小説

『手取り20万円』広瀬厚氏【「20」にまつわる物語】

 薄給をふところに私は家族4人で生活する、結露がひどくカビに悩まされる、築20年たった賃貸マンション2階西端の部屋へと帰宅する。
「ただいま。はい給料」と言って、私はふところから出した薄く軽い袋を、妻に申し訳なく手渡す。
「いつもご苦労様です」妻が言う。
 ご苦労様と言われて、毎度私は逆に恥ずかしくなり、返す言葉が見つからない。我が家には中3の息子と小6の娘がいる。なんだかんだ言ってけっこう金がかかると思われる。どうやって私の薄給と妻の週に4日のパート代で、毎月の家計をやり繰りしているのか、考えるも恐ろしくて妻に聞く事が出来ない。ただ私は封を切らずに給料袋を手渡すのみである。
「良かった。今月は20万円あるわ」
 給料袋の中身を確認した妻が言う。そして福沢諭吉20枚の中から2枚を抜いて、
「はい2万円」と、私に小遣いをくれる。
「ありがとう」私は礼を言って、面目無いが素直に貴重な2枚を受けとる。まことに情け無い体たらくである。それも私の歩んできた人生の結果だと思えば仕方ない。されど私はそれでよくとも、妻と子供達に対して大変申し訳ない。困ったものである。

 ここで簡単に私が歩んできた薄給取りへの道を述べる事にする。
 自分で言うのもなんであるが、小学生のときまでは勉強も運動もそれなりの成績を残してきた。学級委員なんかも任された。冗談が好きで、乗りが良く、友達と明るく過ごした。
 中学校がまずかった。暗くひん曲がった。通ったのは管理教育で知られる学校だった。思春期の私は本当に情け無くともよく耳にする話、幼稚な反抗心から勉強も運動も何もかも学校教育に刃向かい、自ら進んで放擲した。授業中は腕を枕によく眠った。運動は力を出さず適当にやった。それでも一応取り敢えずな成績は取れた。
 高校進学はどうでもよかった。とにかく高校ぐらいは行っておけと、親がうるさく言うので、家から一番近い高校を受験し入学した。
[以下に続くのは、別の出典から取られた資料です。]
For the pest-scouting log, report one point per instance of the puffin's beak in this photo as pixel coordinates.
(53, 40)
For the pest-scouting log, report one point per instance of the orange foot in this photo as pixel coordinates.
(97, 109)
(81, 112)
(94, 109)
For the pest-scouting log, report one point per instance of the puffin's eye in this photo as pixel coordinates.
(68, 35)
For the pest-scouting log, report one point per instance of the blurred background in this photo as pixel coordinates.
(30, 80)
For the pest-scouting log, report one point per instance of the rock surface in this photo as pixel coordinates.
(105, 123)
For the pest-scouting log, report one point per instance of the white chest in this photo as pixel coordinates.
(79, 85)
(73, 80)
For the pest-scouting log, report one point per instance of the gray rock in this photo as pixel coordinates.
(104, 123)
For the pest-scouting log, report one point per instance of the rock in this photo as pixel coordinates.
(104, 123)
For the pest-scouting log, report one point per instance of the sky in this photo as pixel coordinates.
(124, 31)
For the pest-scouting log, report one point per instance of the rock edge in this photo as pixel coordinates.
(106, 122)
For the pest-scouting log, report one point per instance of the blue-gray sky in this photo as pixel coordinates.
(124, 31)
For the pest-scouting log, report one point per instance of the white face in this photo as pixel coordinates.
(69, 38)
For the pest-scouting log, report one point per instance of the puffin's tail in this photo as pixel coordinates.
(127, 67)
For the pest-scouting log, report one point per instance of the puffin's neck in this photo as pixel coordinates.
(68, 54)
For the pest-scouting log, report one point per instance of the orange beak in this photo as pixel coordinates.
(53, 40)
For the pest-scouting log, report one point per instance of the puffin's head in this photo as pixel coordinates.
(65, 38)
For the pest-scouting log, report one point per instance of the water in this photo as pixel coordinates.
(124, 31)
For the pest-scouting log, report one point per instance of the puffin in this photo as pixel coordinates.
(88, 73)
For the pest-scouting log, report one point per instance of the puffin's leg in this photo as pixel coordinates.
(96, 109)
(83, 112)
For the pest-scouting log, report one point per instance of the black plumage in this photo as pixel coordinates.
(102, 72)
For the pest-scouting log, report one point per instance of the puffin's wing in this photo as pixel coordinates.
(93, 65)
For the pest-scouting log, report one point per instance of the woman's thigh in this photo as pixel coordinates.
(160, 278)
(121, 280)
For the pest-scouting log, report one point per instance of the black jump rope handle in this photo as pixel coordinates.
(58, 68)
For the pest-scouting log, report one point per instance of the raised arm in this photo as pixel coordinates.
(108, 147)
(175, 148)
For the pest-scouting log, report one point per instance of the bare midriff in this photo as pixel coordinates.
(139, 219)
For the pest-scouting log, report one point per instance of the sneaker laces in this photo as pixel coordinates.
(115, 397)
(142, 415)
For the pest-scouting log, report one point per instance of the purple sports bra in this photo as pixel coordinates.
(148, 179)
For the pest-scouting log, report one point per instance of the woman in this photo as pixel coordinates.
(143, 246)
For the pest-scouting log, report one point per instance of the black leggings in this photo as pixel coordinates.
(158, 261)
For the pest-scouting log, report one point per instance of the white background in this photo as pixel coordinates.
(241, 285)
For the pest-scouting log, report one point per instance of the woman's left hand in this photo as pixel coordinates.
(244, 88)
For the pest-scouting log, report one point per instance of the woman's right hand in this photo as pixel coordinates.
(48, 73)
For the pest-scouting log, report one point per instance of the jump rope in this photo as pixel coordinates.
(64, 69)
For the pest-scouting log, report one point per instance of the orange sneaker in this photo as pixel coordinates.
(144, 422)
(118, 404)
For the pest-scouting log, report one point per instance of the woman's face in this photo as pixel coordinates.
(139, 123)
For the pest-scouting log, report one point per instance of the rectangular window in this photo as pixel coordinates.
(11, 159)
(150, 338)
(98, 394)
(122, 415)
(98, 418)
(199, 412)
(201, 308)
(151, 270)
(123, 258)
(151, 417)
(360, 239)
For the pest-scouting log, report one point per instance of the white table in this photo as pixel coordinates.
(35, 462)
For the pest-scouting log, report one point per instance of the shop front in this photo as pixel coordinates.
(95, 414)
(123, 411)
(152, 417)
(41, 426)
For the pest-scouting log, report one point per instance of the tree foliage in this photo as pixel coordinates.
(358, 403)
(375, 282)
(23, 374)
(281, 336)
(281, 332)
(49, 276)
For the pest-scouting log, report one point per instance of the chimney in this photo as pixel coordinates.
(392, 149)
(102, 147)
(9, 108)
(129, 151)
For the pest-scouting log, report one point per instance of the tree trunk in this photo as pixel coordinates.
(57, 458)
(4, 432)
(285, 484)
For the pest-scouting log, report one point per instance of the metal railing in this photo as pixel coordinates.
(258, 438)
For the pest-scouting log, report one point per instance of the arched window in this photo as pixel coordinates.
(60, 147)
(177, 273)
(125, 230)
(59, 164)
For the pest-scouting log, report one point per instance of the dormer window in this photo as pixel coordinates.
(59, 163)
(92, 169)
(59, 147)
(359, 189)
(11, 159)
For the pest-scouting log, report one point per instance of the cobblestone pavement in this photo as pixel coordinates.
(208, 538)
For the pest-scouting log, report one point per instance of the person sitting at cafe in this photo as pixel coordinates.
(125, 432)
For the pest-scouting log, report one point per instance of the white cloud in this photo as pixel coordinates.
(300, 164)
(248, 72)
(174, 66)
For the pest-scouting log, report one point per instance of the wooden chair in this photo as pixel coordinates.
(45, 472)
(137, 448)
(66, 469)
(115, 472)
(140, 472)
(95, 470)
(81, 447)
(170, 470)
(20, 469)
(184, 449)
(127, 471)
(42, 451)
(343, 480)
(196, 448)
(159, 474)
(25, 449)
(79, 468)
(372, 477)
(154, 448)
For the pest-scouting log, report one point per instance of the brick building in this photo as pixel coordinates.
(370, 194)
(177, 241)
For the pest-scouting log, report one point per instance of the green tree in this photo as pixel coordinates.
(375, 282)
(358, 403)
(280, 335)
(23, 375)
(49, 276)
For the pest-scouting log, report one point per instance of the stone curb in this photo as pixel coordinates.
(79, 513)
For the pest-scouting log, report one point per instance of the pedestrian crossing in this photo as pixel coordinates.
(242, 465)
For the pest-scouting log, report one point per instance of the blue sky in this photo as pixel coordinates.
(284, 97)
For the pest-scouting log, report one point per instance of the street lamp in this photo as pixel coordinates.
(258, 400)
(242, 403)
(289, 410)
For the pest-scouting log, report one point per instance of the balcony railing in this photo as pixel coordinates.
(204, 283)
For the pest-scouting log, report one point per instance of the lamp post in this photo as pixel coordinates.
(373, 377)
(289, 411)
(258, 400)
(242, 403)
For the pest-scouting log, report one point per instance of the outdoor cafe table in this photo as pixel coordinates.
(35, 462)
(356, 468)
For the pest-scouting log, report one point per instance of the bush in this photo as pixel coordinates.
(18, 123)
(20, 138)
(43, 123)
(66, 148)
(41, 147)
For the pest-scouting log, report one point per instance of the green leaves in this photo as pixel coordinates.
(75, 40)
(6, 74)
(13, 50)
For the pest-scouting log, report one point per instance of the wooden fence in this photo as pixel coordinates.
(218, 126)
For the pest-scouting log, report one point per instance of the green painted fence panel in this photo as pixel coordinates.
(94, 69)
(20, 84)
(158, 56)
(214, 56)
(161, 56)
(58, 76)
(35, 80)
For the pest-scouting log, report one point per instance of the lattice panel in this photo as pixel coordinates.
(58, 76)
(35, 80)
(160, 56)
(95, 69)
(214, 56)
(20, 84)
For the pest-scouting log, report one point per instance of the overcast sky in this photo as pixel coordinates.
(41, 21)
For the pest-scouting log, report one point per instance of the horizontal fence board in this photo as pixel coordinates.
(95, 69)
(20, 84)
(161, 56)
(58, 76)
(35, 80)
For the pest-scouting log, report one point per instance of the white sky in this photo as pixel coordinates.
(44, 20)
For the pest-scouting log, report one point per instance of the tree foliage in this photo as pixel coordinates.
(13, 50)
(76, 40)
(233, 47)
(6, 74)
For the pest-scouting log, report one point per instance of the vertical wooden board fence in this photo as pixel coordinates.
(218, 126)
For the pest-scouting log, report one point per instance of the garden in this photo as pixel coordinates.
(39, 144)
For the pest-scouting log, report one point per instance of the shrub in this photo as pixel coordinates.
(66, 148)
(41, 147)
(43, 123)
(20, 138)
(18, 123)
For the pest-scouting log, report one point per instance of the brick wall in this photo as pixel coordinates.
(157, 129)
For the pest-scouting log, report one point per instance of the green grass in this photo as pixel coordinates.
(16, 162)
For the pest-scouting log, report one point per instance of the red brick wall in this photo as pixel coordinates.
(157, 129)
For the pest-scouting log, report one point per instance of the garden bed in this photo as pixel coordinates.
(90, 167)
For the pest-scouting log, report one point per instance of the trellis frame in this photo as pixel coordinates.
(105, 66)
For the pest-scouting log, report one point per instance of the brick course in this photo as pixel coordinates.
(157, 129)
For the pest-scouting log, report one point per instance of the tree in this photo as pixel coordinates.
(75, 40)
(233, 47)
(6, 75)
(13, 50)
そんな気持ちで入った高校である。いくら家から近くとも毎日登校する気などまるで起きなかった。遅刻やら欠席を重ねた。その結果、中学までと違って、まったく勉強について行けななくなった。喫煙やら喧嘩やら何やらで、何度か謹慎を食らった。結局中退した。
 高校中退後、ガソリンスタンドやら飲食店なんかでアルバイトをした。どれも長続きせずすぐ辞めた。自動車の運転免許を取ってからはトラックのハンドルを握るようになった。若い自分にとって結構な給料が貰えた。が、やはりひとつ所で長続きせず、職場を転々とした。
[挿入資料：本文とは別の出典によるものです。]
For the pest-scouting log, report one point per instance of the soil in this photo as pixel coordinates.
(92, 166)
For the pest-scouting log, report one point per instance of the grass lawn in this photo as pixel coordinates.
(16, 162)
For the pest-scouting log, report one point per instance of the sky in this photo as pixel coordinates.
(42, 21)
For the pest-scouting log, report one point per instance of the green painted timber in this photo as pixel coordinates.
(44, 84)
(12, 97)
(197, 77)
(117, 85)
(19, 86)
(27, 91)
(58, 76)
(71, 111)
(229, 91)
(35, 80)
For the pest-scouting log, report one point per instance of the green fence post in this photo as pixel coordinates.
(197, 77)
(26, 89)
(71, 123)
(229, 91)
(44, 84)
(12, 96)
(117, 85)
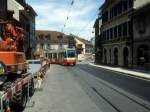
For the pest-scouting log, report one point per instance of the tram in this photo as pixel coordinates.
(62, 56)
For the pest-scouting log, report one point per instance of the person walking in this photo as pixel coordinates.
(40, 78)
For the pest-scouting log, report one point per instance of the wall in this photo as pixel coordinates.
(15, 6)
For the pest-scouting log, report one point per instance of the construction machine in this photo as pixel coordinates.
(16, 84)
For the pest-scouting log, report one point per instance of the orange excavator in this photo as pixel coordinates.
(16, 84)
(11, 48)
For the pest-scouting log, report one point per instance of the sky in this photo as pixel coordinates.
(52, 15)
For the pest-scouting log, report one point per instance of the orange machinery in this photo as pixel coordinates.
(11, 48)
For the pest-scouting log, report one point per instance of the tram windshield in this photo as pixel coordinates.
(71, 53)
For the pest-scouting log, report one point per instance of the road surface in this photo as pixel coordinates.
(84, 88)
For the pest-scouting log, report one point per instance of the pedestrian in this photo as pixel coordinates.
(40, 78)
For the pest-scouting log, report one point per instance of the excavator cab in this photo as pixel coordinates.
(11, 50)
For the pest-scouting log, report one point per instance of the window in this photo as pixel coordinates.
(130, 28)
(125, 5)
(119, 5)
(125, 29)
(115, 32)
(120, 30)
(42, 45)
(108, 36)
(130, 4)
(111, 33)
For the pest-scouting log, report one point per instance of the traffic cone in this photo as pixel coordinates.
(8, 109)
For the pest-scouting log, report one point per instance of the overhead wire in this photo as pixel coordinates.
(68, 14)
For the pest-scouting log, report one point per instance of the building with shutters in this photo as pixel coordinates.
(23, 15)
(123, 38)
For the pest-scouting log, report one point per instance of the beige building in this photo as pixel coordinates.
(141, 29)
(52, 40)
(124, 34)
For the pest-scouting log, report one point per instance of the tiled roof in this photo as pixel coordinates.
(52, 36)
(83, 40)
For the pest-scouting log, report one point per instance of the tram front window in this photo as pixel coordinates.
(71, 54)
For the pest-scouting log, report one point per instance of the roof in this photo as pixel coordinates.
(52, 36)
(142, 8)
(83, 40)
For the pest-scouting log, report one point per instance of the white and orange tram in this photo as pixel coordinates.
(62, 56)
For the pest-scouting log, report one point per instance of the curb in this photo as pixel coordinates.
(125, 72)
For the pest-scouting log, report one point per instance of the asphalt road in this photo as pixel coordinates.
(136, 86)
(84, 88)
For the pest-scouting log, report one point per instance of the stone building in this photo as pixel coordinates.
(141, 32)
(23, 15)
(98, 47)
(116, 32)
(124, 36)
(53, 40)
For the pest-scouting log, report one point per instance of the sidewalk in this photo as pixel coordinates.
(61, 93)
(124, 71)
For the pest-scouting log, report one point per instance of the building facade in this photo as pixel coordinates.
(123, 26)
(22, 15)
(53, 40)
(141, 32)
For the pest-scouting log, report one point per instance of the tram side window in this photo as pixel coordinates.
(71, 54)
(65, 56)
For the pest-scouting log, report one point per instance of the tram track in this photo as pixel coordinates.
(106, 99)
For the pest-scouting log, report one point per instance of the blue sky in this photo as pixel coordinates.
(52, 15)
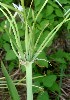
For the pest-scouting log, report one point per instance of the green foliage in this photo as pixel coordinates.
(52, 14)
(10, 55)
(49, 80)
(43, 96)
(10, 84)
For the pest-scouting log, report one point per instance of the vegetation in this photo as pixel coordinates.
(27, 33)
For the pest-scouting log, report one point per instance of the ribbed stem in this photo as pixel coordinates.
(29, 81)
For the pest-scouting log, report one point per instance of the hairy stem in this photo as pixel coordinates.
(29, 80)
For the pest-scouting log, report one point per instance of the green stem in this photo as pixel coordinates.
(29, 80)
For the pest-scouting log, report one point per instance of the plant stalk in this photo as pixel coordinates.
(29, 80)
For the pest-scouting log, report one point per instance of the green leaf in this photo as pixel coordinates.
(68, 27)
(11, 86)
(5, 37)
(42, 63)
(43, 96)
(49, 10)
(63, 1)
(6, 46)
(49, 80)
(55, 87)
(10, 55)
(36, 89)
(43, 23)
(59, 12)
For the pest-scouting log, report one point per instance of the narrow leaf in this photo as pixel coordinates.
(11, 86)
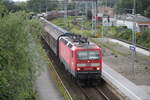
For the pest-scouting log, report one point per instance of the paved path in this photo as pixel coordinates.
(126, 87)
(46, 87)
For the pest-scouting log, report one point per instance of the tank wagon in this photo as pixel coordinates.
(82, 58)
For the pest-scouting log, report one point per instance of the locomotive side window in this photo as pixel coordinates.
(88, 55)
(64, 41)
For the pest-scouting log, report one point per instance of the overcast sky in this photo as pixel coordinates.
(19, 0)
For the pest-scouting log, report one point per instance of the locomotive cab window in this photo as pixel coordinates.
(88, 55)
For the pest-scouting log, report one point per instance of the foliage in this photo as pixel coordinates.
(3, 11)
(12, 6)
(89, 15)
(42, 5)
(144, 39)
(21, 56)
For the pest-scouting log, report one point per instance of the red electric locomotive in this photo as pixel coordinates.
(82, 58)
 いったいこの先どのようにして生きて行くべきか悩んだ。何か真剣に取り組めるものが欲しかった。いろいろと試してみたけれど、どれも自分の人生を賭けるまでの価値を見いだせなかった。生活のための仕事は相変わらず転々とした。いっそ頭を剃って出家でもしようかと真面目に考えた事もあった。